You could say that. Donald made the Double-A All-Star Game last summer, and started in the Major League All-Star Futures Game at Yankee Stadium. He made the Olympic team, went to Beijing and hit .381 for his country. (The Americans won bronze.) Then in the Arizona Fall League, he hit .407.
It's a good life if you can get it, hitting baseballs during the day, sleeping to the sound of the Florida surf, all but guaranteed to make your major league debut this season.
"It doesn't matter when it is," Tom Donald says. "I'll be there. It doesn't matter if we're playing Clovis High, they'll have to play it without me, because I'll be there when my son plays his first big-league game."
The son is trying to keep the optimism under control. Including his own.
"I have to make the team first before he can make those type of plans," Donald says.
Well, yes, there is that. There are no guarantees. On Monday, Donald took a 95-mph Joba Chamberlain fastball off the forearm, was pulled from the game and wondered if the feeling would ever come back to his fingers. He was back in there pinch-hitting Tuesday and of course singled in a run.
"We're all just sort of waiting for him to get his big break," says Bob Bowlsby, the athletic director at Stanford. "He's stayed pretty healthy. He played pretty well in the Olympics. He's been one of the leading hitters on every team he's played well on."

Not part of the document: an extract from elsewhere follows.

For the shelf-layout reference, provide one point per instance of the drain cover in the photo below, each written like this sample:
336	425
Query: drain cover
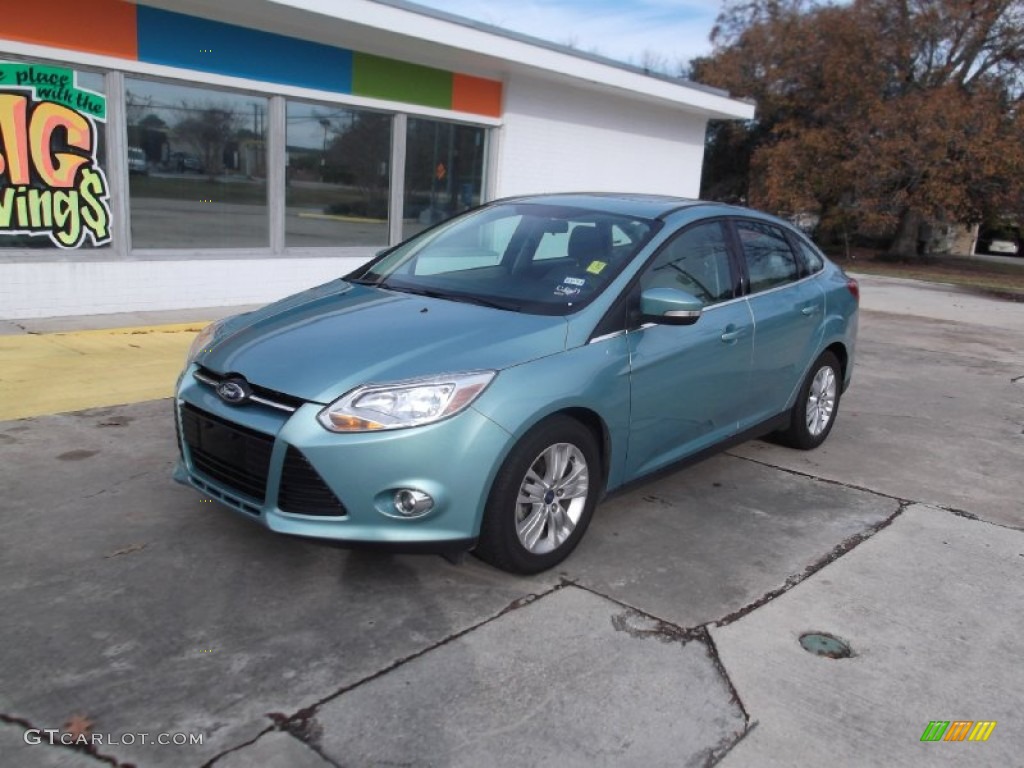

If you're wondering why the Stanford AD would care about a minor league shortstop from Clovis who played college ball at Arizona, that's because Donald is dating Bowlsby's knee-buckler of a daughter, Rachel, whom Donald met at Arizona.
"He's a terrific young man," Bowlsby says. "He and our daughter have been dating for five years now. I don't think she's ever had a boyfriend for more than a week, so he must be doing something right."
Jason Donald says he would like to marry Rachel someday. His parents can't stop beaming; about baseball, about her, about the way their son's life has gone.
"Tom and I talk about that a lot," Debbie says. "We're so thrilled that our kids' lives are not the struggle ours were."